Eine andere Stimme fragte jedoch, ob sie in so einer Stadt wirklich leben wollte: eine Gemeinschaft, die im Namen der Sicherheit ständig überwacht wurde. Tear hatte einmal so etwas erwähnt, nicht wahr? Ja, vor langer Zeit, als Lear eine Frage über die Verpflichtung einer Regierung gestellt hatte, für die Sicherheit der Bürger zu sorgen. Katie schloss die Augen und war wieder in Tears Wohnzimmer. Sie war fünfzehn oder sechzehn, das Feuer brannte, und Lears Frage hing in der Luft.
»In so einem Fall ist Sicherheit eine Illusion, Lear«, hatte Tear geantwortet. »Eine unzufriedene Bevölkerung wird noch den sichersten Staat zermürben. Doch selbst wenn man Sicherheit irgendwie mit Gewalt durchsetzen könnte, Lear, frage ich zuerst Folgendes: Wie wichtig ist die Sicherheit? Ist sie es wert, nach und nach jedes Prinzip zu untergraben, auf dem eine freie Nation gegründet wurde? Was für eine Nation wäre das Ergebnis?«
Katie stockte der Atem. Sie hatte halbherzig mit der Hand über Rows Arbeitsplatz gestrichen, schon überzeugt, dass, was auch immer sie zu finden geglaubt hatte, nicht hier war. Doch ihre Finger hatten gerade etwas ertastet, das zu symmetrisch und glatt für Holzsplitter war. Sie hielt die Lampe über die Stelle und entdeckte eine Erhebung, eine Art Kante. Sie versuchte, den Fingernagel darunterzuschieben, die Messerspitze, doch es gelang ihr nicht. Katie dachte einen Moment nach, dann legte sie die Fingerspitzen auf die Erhebung und drückte zu. Mit einem leisen metallischen Geräusch hob sich ein Stück der Tischplatte und enthüllte ein Geheimfach. Darin lag eine glänzend polierte Kiste aus tiefrotem Holz.

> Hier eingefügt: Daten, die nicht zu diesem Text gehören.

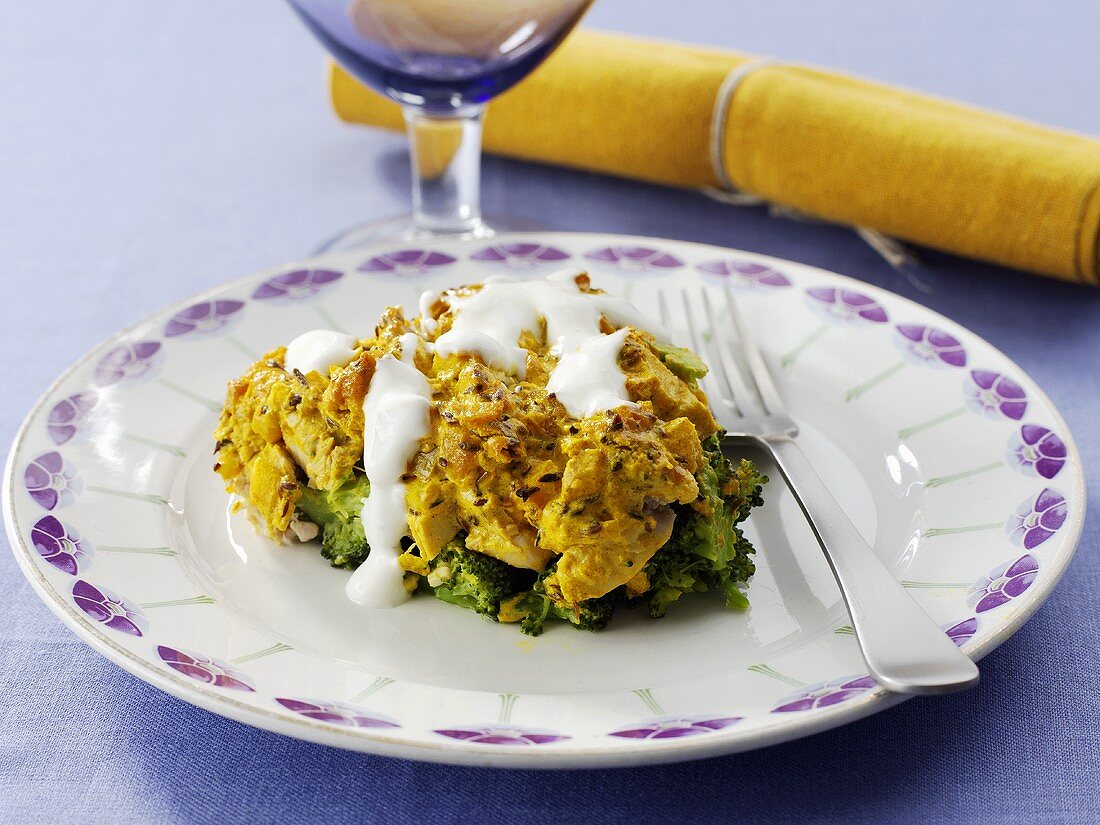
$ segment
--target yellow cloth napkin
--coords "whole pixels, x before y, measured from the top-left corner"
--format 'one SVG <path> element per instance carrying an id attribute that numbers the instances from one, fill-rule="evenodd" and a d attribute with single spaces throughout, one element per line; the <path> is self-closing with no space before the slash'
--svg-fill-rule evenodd
<path id="1" fill-rule="evenodd" d="M 489 105 L 487 151 L 677 186 L 718 186 L 715 97 L 749 55 L 578 31 Z M 346 121 L 403 128 L 340 68 Z M 738 189 L 904 240 L 1100 284 L 1100 141 L 782 63 L 750 71 L 723 124 Z"/>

Kirsche, dachte Katie. In der Stadt selbst gab es keine Kirschbäume, aber Martin Karczmar hatte bei seinen Erkundungsgängen am Fluss einige gefunden. Die Kirschen, die er mitgebracht hatte, waren sehr begehrt gewesen, ebenso wie sich die Schreiner über einige Äste gefreut hatten. Doch für so viel festes Holz musste man einen ganzen Baum fällen. Wer würde sich so viel Mühe machen?

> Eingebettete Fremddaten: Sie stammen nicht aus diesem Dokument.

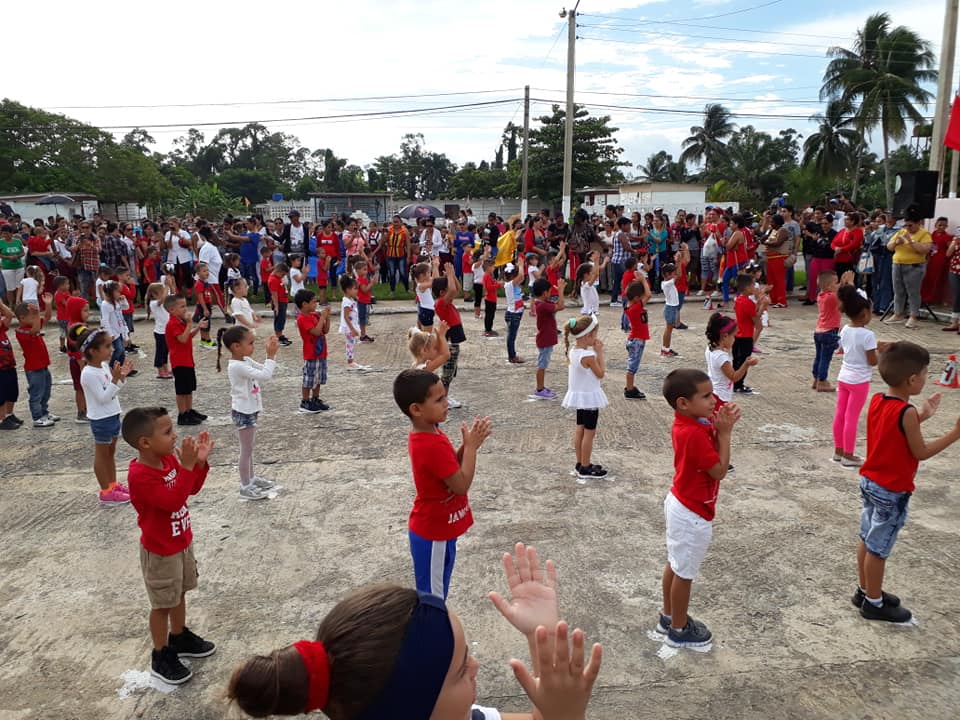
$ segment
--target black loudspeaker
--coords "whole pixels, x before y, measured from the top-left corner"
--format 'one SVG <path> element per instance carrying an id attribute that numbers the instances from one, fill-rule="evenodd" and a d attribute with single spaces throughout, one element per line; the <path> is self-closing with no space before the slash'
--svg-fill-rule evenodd
<path id="1" fill-rule="evenodd" d="M 893 214 L 902 217 L 911 205 L 920 209 L 921 218 L 936 213 L 940 173 L 936 170 L 910 170 L 897 173 L 893 189 Z"/>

Sie hob die Kiste aus dem Geheimfach. Die Oberfläche war fast so glatt wie Eisen. An der Seite war eine Schnalle angebracht, aber zum Glück kein Schloss. Katie öffnete den Deckel und schnappte nach Luft.

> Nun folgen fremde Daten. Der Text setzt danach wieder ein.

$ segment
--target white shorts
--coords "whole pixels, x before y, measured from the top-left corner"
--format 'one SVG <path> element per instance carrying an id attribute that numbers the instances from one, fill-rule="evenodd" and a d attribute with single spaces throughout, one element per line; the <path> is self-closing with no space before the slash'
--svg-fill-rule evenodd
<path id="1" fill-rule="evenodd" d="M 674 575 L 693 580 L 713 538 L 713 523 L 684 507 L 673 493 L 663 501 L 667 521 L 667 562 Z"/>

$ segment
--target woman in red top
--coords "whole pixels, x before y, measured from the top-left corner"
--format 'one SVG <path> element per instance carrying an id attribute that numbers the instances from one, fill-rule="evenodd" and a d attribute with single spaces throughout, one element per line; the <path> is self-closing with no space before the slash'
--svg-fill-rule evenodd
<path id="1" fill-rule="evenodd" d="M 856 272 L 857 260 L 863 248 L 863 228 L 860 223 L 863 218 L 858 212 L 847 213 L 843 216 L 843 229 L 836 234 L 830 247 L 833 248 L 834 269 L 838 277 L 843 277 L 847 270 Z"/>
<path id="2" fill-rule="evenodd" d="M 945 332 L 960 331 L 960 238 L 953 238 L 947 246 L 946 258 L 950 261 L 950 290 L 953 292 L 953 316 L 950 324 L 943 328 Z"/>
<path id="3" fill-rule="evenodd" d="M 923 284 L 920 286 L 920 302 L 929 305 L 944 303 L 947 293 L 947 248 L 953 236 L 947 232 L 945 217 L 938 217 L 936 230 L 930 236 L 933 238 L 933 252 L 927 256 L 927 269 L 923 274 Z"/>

In die Kiste gebettet lag eine Krone. Sie schien aus massivem Silber zu sein, durchsetzt mit leuchtend blauen Steinen, die William Tears Saphir bemerkenswert ähnelten. Es war eine wundervolle Handarbeit. Während Katie sie staunend ins Licht hielt, rasten gleichzeitig ihre Gedanken. Warum sollte Row heimlich so etwas anfertigen? Wofür brauchte er eine Krone?
Sei nicht dumm, flüsterte ihr Geist. Darauf gibt es nur eine Antwort.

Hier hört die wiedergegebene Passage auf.